La nueva influencia de Mamdani quedó de manifiesto con la aprobación de la congelación de alquileres para un millón de viviendas en Nueva York y con sus declaraciones: “Fui elegido como socialista democrático y gobernaré como socialista democrático”. Sus candidatos —Brad Lander, Claire Valdez y Darializa Avila Chevalier— comparten posiciones críticas hacia Israel y demandan recortes al presupuesto policial, lo que ha tensado al aparato demócrata. En el Reino Unido, Burnham encarna un laborismo de izquierda que plantea nacionalizar servicios como el agua y revertir políticas de austeridad. Desde Washington, el líder de la minoría demócrata en la Cámara de Representantes, Hakeem Jeffries, felicitó a los nominados, mientras el Partido Republicano y organizaciones judías denunciaron un giro hacia el antisemitismo y el extremismo. En contraste, sectores progresistas latinoamericanos observan con atención lo que la prensa colombiana califica como “la cuarta ola de nacionalizaciones del último siglo”.

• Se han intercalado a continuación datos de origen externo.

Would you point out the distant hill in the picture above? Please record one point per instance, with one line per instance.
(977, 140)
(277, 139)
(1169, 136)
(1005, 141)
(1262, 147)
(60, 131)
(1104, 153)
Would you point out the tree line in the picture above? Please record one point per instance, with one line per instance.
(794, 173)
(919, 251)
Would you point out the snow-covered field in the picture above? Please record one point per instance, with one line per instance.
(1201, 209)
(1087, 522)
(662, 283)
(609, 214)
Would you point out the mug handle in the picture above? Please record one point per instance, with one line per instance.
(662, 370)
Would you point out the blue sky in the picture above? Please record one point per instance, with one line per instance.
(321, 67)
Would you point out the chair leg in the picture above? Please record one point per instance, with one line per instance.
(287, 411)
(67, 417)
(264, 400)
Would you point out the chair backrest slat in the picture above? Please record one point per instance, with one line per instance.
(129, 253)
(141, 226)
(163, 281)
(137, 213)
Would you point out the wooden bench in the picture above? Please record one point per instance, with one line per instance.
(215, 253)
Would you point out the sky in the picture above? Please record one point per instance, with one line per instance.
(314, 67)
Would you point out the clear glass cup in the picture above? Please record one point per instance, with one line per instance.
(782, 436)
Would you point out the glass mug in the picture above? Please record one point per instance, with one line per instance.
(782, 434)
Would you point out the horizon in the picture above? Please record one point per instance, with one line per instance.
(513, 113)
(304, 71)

En el plano geopolítico, las reacciones internacionales matizan el alcance inmediato de estos cambios. El senador ruso Alexéi Pushkov afirmó que Londres mantendrá la ayuda militar a Ucrania sin alteraciones significativas —comprometida por 3.000 millones de libras anuales hasta 2031—, aunque la degradación económica británica podría dificultar el cumplimiento. Mientras, el ministro de Exteriores polaco, Radosław Sikorski, advirtió a Moscú sobre la capacidad disuasoria de Varsovia, reforzada con cazas F-35 y sistemas HIMARS, y en Kiev un asesor de Defensa reconoció que Rusia dispone de recursos para prolongar el conflicto durante años. Por otra parte, desde el mundo árabe y el sur de Asia, se subraya que las primarias neoyorquinas reflejan un ascenso del voto propalestino y de candidatos de origen árabe y musulmán, un fenómeno que podría alterar el debate sobre Oriente Medio en el Congreso estadounidense.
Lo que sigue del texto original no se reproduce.